Zainab (name changed) was an unusually bright student from a small central Indian town who was encouraged to pursue higher studies in England. As expected, she excelled at the university and also found her soulmate in a fellow student – a Pakistani.
The two got married and after some years her husband decided to move back to Pakistan with their children. Zainab had to give up her Indian nationality. Few years later, Zainab and her husband parted ways. Zainab’s husband decided to relocate to another country, and she back to India.
Zainab had little idea how difficult it would be for her to regain her blue passport (I am sure it is true about green passports as well). She ran from pillar-to-post (her hometown to New Delhi); met all the right people (some of whom were in positions of power and were known to her family) but nothing worked.

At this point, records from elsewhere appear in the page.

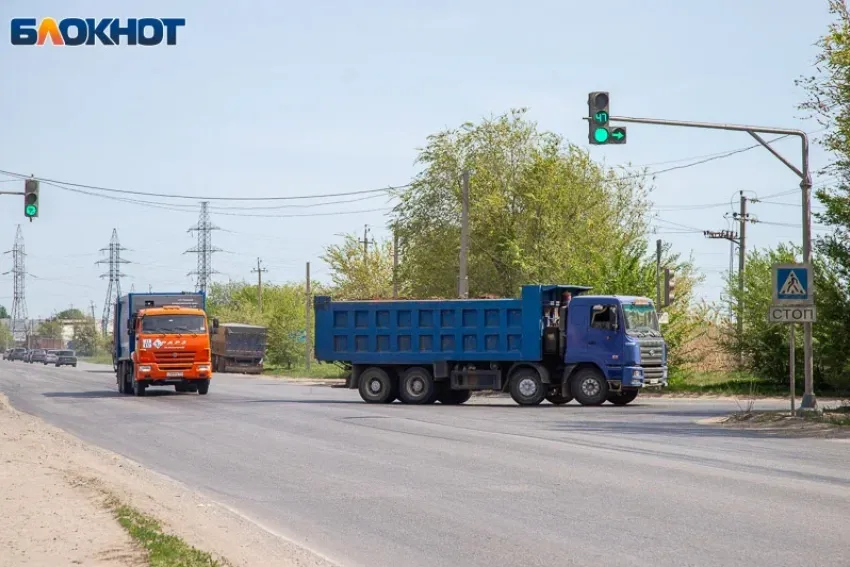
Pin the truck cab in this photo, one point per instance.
(620, 336)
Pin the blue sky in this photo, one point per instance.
(284, 98)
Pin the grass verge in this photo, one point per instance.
(317, 370)
(103, 358)
(163, 550)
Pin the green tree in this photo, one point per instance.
(51, 328)
(73, 314)
(87, 338)
(356, 276)
(6, 339)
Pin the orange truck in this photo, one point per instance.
(162, 339)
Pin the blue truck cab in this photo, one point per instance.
(555, 342)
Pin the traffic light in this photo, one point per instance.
(31, 198)
(669, 287)
(601, 132)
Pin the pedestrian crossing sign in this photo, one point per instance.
(792, 283)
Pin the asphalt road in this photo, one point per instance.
(477, 485)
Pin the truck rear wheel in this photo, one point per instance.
(139, 388)
(376, 387)
(622, 398)
(416, 386)
(589, 387)
(527, 388)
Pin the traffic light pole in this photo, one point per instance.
(809, 402)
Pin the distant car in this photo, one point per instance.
(38, 355)
(65, 358)
(17, 354)
(50, 357)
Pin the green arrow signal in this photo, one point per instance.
(601, 135)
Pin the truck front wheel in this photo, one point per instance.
(376, 387)
(527, 388)
(622, 398)
(416, 386)
(589, 387)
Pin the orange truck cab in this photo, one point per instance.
(162, 339)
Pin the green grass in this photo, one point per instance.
(163, 550)
(725, 383)
(101, 358)
(317, 370)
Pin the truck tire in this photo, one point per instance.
(527, 389)
(449, 397)
(622, 398)
(417, 386)
(589, 387)
(376, 386)
(558, 399)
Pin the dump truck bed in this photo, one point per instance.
(414, 332)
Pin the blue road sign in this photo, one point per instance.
(792, 283)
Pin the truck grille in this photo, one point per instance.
(652, 353)
(175, 360)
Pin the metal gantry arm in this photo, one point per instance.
(809, 401)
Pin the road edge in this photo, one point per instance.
(215, 527)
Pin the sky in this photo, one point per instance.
(265, 98)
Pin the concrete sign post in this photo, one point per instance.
(794, 302)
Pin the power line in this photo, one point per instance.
(199, 197)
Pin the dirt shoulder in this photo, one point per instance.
(52, 508)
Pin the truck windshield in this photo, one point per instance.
(165, 324)
(641, 318)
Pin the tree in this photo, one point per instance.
(86, 338)
(51, 328)
(357, 275)
(828, 100)
(540, 212)
(765, 345)
(7, 340)
(72, 314)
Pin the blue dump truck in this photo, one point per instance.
(556, 342)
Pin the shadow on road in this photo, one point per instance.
(151, 393)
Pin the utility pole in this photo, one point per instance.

She continued to make several trips to India over a period of 10 years (by now she had touched 50), but all her efforts proved futile. She argued with Indian authorities that she had no family in Pakistan (as her children had opted to stay abroad) and that she was old and wanted to be back where her roots were.
On one of her trips to India she overstayed, hoping to see them bend rules for a woman who was now in her sixties, and quite harmless. The cops from the local thana came and harassed her, called her names and tried to stop her from doing the odd things (this would bring tears to anyone’s eyes) to sustain herself. She pleaded that she had no one to go back to, she didn’t have anyone to take care of her, and obviously none to bury her when she is gone – but nothing moved them.

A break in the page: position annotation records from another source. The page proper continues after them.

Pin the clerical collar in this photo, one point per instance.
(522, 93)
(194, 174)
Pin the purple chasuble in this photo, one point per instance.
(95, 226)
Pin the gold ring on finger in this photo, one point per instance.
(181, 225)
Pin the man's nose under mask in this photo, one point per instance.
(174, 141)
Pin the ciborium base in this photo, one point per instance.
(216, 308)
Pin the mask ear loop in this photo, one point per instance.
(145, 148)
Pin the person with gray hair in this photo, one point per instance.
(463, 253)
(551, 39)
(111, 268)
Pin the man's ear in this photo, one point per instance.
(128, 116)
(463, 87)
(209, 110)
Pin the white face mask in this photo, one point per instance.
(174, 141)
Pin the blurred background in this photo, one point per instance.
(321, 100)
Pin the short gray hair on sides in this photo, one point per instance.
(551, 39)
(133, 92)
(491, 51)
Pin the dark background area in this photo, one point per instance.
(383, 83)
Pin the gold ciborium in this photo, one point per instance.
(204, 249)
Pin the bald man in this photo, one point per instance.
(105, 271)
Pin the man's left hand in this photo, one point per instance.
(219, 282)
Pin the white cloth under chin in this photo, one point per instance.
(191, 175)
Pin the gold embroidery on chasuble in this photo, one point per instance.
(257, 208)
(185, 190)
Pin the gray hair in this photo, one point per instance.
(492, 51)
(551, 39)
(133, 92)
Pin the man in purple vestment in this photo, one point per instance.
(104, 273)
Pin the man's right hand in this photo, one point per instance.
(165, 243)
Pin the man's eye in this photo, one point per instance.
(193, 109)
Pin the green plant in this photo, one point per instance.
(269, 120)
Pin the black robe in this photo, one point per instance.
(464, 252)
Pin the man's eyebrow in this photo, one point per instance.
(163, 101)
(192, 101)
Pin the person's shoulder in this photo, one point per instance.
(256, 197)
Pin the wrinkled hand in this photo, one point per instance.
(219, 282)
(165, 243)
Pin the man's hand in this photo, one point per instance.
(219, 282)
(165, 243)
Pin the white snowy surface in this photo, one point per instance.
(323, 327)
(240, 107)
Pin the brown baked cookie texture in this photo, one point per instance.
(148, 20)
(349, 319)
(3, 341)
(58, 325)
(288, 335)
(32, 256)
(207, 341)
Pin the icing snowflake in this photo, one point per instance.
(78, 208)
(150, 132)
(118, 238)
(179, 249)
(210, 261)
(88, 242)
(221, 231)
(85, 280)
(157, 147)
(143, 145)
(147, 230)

Zainab and I come from the same small town, where she is like folklore. I have had the honour of meeting Zainab a couple of times. I have heard her stories, seen copies of letters sent to people who mattered, and, of course, her tears.
I saw her giving her best shot till they decided to throw her out. Her departure reminded me of the time when she corrected me in her impeccable English, “It’s ‘may I take my leave’ and not ‘may I take your leave’ – because you are leaving, I am not!” I thought to myself “she is taking my leave”.

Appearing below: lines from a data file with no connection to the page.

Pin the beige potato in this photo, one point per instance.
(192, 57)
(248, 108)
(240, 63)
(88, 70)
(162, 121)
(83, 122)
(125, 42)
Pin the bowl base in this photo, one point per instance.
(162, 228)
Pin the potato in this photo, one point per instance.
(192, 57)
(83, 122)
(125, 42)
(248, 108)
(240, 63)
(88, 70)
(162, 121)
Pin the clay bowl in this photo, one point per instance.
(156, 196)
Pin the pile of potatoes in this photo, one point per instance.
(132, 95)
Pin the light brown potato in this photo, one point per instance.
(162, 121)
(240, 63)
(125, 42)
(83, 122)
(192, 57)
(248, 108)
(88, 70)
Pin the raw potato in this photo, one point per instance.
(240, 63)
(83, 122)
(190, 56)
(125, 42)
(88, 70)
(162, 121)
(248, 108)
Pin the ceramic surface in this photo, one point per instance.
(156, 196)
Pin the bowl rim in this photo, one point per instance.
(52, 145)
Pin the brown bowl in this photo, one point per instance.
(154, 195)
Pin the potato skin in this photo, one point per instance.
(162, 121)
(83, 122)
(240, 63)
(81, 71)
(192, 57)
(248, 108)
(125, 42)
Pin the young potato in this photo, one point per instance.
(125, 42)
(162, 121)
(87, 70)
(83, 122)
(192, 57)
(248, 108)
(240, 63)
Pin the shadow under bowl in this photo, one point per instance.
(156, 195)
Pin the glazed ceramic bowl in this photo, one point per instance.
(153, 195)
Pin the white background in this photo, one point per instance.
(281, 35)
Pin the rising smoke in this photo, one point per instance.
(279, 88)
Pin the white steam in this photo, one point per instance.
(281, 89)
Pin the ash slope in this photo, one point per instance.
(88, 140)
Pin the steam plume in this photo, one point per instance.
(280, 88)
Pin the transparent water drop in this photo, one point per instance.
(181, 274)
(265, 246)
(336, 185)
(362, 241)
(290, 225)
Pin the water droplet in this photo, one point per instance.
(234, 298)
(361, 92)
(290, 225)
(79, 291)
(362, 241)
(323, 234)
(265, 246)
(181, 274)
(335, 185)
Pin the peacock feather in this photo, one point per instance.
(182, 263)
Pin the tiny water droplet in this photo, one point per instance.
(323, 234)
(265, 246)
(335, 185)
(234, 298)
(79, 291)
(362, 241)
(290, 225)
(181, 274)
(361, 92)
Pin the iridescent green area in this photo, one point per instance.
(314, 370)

Ever since she has been living in Pakistan – trying to make a living. Trying to forget the country of her birth.
After several years, I spoke to Zainab today. I wasn’t sure if she’d recognize me, but she did. “Of course, I know you,” she said, when I phoned her, surprised that I was in Pakistan. "I asked her how she was. “What do you expect of a 80-year-old?” she chuckled. She said she hadn’t been to India in years. “I don’t have anyone to go back to.”
I told her I’ll come and see her, that I’d take her to India and that she could stay with me.
“Please do that,” she said. I asked her if there was anything I could do for her in Pakistan, and she replied, “I’ll call you when I get lonely.”